You know, I find it hard to believe that NPR is going to inquire on people's beliefs about various parts of the Bible in evaluating presidential candidates, and actually, I don't know that that's where America has come to -- that you want to have us describing our particular beliefs with regards to Genesis and the Book of Revelations, so --

I raise Genesis only because creationism is a national issue in a variety of ways, and --

Well, but then you could ask me a question and say, "Do you believe that we should teach creationism in our schools, in our science classes and so forth?" and I'm happy to give you an answer to that. But I don't know that going through books of the Bible and asking, "Well, do you believe this book? And do you believe these words?", that that's terribly productive. Particularly when we face global jihad, when we have 47 million people without health insurance, when we have runaway costs in our entitlements, to be asking presidential candidates about their specific beliefs of books of the Bible is, in my view, something which really isn't part of the process which we should be using to select presidents.

My point is the Bible is the word of God, and I try and live by it.

I'm all for reporters asking relevant religious questions of political candidates.

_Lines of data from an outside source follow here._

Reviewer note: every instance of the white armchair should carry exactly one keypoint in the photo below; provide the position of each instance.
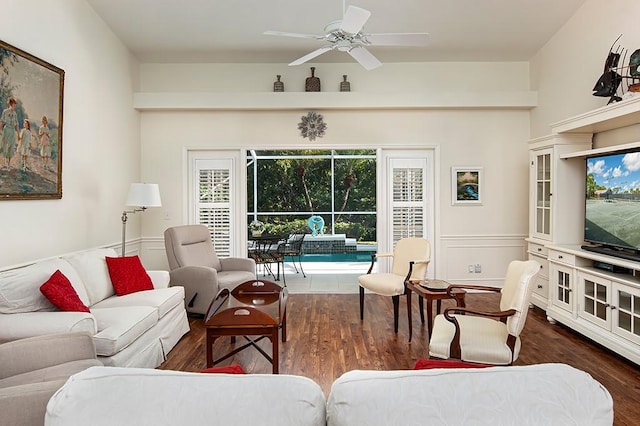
(411, 257)
(487, 337)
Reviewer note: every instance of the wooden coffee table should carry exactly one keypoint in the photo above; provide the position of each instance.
(430, 290)
(253, 308)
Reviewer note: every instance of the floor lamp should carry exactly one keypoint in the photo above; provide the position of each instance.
(141, 196)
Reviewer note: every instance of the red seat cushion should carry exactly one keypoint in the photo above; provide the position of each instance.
(59, 291)
(427, 364)
(228, 369)
(128, 275)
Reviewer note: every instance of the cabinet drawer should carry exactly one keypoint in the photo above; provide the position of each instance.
(562, 257)
(538, 249)
(544, 265)
(541, 286)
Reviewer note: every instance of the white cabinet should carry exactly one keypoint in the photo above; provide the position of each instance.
(540, 293)
(626, 312)
(541, 201)
(594, 294)
(561, 283)
(602, 304)
(594, 299)
(554, 202)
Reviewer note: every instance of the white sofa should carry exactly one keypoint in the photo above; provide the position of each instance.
(547, 394)
(134, 330)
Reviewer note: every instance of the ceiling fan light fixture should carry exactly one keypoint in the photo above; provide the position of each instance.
(347, 35)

Though the distinction doesn't apply to all questions posed by reporters, I think that Romney's contrasting of the newsworthiness of his particular interpretations of Scripture and the newsworthiness of his particular views on public policy (which may or may not be influenced by his religious views) is a good model to follow.

What do you think? In which contexts are journalists' questions about political candidates' particular religious views appropriate and in which contexts are they inappropriate?